May I also explore how we have arrived at this situation? I was a shadow Northern Ireland Minister when the Northern Ireland offenders Bill was withdrawn because it was obviously not going to get through Parliament. There was no mention at the time of any other deal being likely. Does the Attorney-General not consider what has happened since then to be a discourtesy to Parliament? Does he, like me, wonder who authorised the scheme that seems to have replaced the legislation? That must surely have been the then Prime Minister. Will the Attorney-General tell us who wrote the letters to the people who are often referred to as on-the-runs? What was in the letters? And I am afraid that I have to ask why the Police Service of Northern Ireland gave an assurance to Mr Downey that no other police force in the United Kingdom had any interest in him, when it knew that that was not the case.
May I also ask the Attorney-General how many people have received letters under the scheme? Will he tell me whether all those who have received such letters are from a republican background? At a time when the PSNI is advertising for Bloody Sunday witnesses to come forward, does he not think this situation risks undermining the entire criminal justice system of the United Kingdom?
May I first make the point that it is clear from the judgment and the supporting material that the administrative scheme was not, and never could be, an amnesty?
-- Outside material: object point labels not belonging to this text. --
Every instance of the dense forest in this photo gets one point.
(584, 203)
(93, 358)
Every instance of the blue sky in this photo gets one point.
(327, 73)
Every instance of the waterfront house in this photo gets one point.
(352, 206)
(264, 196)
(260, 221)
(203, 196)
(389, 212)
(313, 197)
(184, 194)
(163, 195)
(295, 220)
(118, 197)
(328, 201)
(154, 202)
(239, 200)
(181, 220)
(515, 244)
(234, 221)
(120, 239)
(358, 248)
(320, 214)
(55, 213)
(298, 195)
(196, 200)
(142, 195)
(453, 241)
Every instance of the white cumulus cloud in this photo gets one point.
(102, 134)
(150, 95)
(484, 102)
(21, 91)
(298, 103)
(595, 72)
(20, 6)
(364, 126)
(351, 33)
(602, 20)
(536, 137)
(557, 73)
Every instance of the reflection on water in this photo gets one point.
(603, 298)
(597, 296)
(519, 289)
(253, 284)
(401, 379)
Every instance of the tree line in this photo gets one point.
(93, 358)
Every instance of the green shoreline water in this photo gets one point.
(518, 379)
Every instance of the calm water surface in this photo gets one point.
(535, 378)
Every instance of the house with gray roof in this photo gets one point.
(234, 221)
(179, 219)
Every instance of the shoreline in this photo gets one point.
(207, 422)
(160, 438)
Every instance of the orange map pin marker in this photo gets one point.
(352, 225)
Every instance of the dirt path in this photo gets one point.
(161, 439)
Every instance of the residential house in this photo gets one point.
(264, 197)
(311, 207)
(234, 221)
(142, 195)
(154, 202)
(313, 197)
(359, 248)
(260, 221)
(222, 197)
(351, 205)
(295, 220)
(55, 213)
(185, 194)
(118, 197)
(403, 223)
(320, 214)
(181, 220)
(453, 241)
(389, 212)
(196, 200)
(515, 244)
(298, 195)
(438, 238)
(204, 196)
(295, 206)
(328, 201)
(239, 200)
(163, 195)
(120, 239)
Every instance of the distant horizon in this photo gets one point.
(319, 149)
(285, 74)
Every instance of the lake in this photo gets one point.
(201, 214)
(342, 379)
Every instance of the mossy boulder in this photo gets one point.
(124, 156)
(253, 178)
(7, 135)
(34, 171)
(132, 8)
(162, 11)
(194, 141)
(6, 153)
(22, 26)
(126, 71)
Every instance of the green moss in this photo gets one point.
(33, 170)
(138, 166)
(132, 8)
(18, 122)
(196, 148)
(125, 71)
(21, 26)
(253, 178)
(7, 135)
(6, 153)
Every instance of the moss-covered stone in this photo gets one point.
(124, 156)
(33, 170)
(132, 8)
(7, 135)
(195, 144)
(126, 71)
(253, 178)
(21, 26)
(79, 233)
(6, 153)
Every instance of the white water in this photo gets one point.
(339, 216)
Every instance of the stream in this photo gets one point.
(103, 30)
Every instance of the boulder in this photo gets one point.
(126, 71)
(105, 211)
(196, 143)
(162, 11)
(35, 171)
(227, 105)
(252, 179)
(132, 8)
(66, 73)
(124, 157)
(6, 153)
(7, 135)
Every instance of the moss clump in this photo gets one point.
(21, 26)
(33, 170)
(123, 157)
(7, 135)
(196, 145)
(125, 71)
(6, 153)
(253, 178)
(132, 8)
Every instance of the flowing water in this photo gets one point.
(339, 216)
That might have been what the previous Government sought at one time, but an amnesty could be achieved only through legislation, and no such legislation was put through the House. Parliament never approved an amnesty.
This was an administrative scheme that operated independently of the Government and was intended to identify those individuals who, although they might believe that they were unable to return to the jurisdiction without fear of arrest, would in fact face no prosecution or arrest if they were to return. The PSNI would check whether individuals were wanted for arrest or for questioning. If the individual had already been considered for prosecution, the Public Prosecution Service for Northern Ireland would make a careful assessment of its files to determine whether any prosecution would follow if the individual were to return. Many of the offences were historical, and in some cases, with the passage of time, essential witnesses might have died or forensic evidence might be no longer available.
The test applied by the Public Prosecution Service and approved by my predecessors in office was not simply whether the evidential test was no longer met, but whether it could no longer ever be met. Only in those circumstances would an individual be told that they were free to return. The position was also conditional on no further evidence subsequently coming to light of involvement in an offence. As to what happened in this case, it is quite plain that a serious error was made within the PSNI in relation to the information that it collated and provided to the Government. So far as the number of letters is concerned, I think that the better course would be for me to write to my hon. Friend, as I would not wish to give a figure that subsequently had to be adjusted, even very slightly.